Chinese Consul General Wang Donghua in San Francisco reminded attendees of the unique economic interdependence between the US and China.

In 2018, the value of US-China trade reached $659.8 billion. Two-way investment between the two countries exceeded $230 billion at the end of last year, the consul general said.

Chinese visitors to the United States, who totaled 2.9 million in 2018, spent $36 billion traveling in the US. There are currently around 400,000 Chinese students in the US, and together they contribute around $18 billion to local economies.

“History tells us that China and the US are important partners, rather than adversaries,” Wang said.

According to the US Trade Representative’s Office, China is Oregon’s largest export market.
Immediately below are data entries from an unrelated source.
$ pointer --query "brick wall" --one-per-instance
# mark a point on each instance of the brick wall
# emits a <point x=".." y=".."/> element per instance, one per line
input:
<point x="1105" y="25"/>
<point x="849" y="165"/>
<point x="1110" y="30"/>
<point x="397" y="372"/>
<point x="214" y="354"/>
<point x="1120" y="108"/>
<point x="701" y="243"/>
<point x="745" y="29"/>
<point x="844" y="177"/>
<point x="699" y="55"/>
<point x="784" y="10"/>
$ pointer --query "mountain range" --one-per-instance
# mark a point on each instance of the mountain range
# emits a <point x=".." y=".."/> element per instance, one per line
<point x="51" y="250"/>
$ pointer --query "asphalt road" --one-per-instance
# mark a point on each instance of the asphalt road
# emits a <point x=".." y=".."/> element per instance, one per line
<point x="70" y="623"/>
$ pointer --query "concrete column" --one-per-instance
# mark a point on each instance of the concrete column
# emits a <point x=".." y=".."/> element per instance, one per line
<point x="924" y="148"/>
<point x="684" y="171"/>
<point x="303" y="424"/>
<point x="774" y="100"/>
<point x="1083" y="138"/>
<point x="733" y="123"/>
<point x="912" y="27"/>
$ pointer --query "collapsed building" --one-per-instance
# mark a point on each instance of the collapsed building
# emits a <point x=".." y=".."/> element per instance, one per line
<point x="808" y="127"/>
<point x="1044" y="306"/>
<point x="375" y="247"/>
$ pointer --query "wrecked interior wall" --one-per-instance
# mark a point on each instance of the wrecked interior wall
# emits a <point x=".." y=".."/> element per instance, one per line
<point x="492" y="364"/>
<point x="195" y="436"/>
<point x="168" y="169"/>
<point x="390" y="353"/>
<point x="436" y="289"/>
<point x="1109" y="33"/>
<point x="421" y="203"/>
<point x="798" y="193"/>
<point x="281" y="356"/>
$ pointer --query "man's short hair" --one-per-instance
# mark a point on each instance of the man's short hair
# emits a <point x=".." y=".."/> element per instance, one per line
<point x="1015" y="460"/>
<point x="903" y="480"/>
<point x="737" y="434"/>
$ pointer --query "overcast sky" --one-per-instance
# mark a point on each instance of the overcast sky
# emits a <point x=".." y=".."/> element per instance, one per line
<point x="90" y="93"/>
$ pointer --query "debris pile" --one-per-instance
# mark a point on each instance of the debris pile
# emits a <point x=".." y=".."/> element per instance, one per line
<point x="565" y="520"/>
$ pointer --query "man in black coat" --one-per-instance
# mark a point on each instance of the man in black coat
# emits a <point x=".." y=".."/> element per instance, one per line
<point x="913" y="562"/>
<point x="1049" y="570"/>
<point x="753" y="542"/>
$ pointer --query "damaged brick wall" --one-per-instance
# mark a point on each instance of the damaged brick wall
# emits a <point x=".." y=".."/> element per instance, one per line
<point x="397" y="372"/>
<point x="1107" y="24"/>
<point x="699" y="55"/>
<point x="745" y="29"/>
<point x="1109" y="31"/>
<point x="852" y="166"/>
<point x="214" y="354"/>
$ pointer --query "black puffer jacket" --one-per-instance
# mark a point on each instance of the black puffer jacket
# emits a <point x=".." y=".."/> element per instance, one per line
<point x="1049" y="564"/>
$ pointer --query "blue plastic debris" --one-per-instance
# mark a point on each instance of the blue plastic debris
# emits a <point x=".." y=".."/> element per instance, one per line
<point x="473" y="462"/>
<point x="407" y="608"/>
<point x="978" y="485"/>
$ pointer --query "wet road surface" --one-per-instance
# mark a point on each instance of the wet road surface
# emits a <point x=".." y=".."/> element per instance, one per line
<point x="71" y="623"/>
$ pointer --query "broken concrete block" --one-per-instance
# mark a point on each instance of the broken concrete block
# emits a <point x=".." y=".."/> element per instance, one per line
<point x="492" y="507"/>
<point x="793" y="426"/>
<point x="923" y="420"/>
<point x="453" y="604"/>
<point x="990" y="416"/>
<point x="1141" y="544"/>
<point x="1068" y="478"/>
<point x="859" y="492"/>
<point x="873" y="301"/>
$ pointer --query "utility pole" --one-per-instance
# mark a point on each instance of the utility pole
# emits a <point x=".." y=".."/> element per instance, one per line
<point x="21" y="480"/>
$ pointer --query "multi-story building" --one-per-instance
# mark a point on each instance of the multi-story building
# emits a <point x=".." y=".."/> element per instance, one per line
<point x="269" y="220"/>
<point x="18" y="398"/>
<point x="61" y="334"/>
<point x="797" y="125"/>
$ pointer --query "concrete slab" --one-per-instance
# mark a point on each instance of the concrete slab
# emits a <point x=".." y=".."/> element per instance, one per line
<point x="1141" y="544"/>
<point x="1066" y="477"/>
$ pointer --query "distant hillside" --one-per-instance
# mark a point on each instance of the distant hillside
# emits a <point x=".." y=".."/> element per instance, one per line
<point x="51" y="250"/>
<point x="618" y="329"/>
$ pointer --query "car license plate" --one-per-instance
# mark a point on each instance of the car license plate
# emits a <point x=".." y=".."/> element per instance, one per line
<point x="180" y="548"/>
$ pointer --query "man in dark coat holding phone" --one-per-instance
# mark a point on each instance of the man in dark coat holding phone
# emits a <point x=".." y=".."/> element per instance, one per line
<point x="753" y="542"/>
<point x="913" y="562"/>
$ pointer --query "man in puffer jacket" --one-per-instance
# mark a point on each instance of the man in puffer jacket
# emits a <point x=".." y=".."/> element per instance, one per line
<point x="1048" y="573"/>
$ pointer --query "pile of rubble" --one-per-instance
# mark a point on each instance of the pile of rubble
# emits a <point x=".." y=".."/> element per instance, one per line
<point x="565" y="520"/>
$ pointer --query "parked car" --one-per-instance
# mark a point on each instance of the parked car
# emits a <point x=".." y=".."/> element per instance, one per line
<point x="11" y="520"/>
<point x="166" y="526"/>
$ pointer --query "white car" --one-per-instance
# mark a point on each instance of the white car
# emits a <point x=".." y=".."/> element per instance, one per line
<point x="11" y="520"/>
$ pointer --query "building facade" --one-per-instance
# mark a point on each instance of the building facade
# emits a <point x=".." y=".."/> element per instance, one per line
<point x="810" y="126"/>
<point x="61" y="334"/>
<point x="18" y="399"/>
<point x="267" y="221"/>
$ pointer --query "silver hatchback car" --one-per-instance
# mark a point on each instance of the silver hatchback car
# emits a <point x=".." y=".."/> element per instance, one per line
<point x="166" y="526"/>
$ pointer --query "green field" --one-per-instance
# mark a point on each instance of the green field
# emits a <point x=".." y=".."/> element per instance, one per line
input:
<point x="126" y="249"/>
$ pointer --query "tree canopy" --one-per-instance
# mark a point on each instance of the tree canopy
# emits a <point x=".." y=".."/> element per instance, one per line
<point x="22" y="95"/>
Oregon exported $4.8 billion in goods to China in 2018, representing 21 percent of the state’s total goods exported.

Exports from the state to China jumped 52 percent from 2008 to 2017. Oregon’s exports to China supported 31,200 American jobs in 2016, the US-China Business Council reported.

Although Oregon’s top exports to China were electric products and computer components, it is also the US’ 24th largest agricultural-exporting state, shipping $1.9 billion in agricultural products in 2017.

Some cattle farmers in the Northwest state also expressed their desire in accessing the Chinese market.

“We work with the US Meat Export Federation, the Oregon Department of Agriculture and others to assist with export-market access and development for Oregon and US beef. So I have been interested in the China market, and it is open now, so it should have long-term growth potential,” said William M. Wise, chief executive officer of the Oregon Beef Council.

Although no specific collaboration projects currently exist between Qingdao and Oregon, the state complements Qingdao’s industrial structure in the fields of aerospace, high-technology and resource development, she said. The outlook for potential collaboration between the two regions is promising.

“Since last year, I have attended a number of conferences in Kentucky, Indiana and Ohio. I feel the strong will of the state governments to collaborate with China,” said Lyu Kun, chief representative of the Qingdao Center for Business & Commerce (USA), echoed that statement.

Michael Richards, bulk and breakbulk marketing manager for the Port of Portland, sees bright prospects for the US-China relationship, noting that the connection the two countries previously built through “Ping-Pong Diplomacy” and “Panda Diplomacy” remains strong.

“I think these trade issues that we are having now are short term, and as long as we do maintain the business and the personal relationships, with the spirit of time, we will continue to have a strong relationship,” he told China Daily.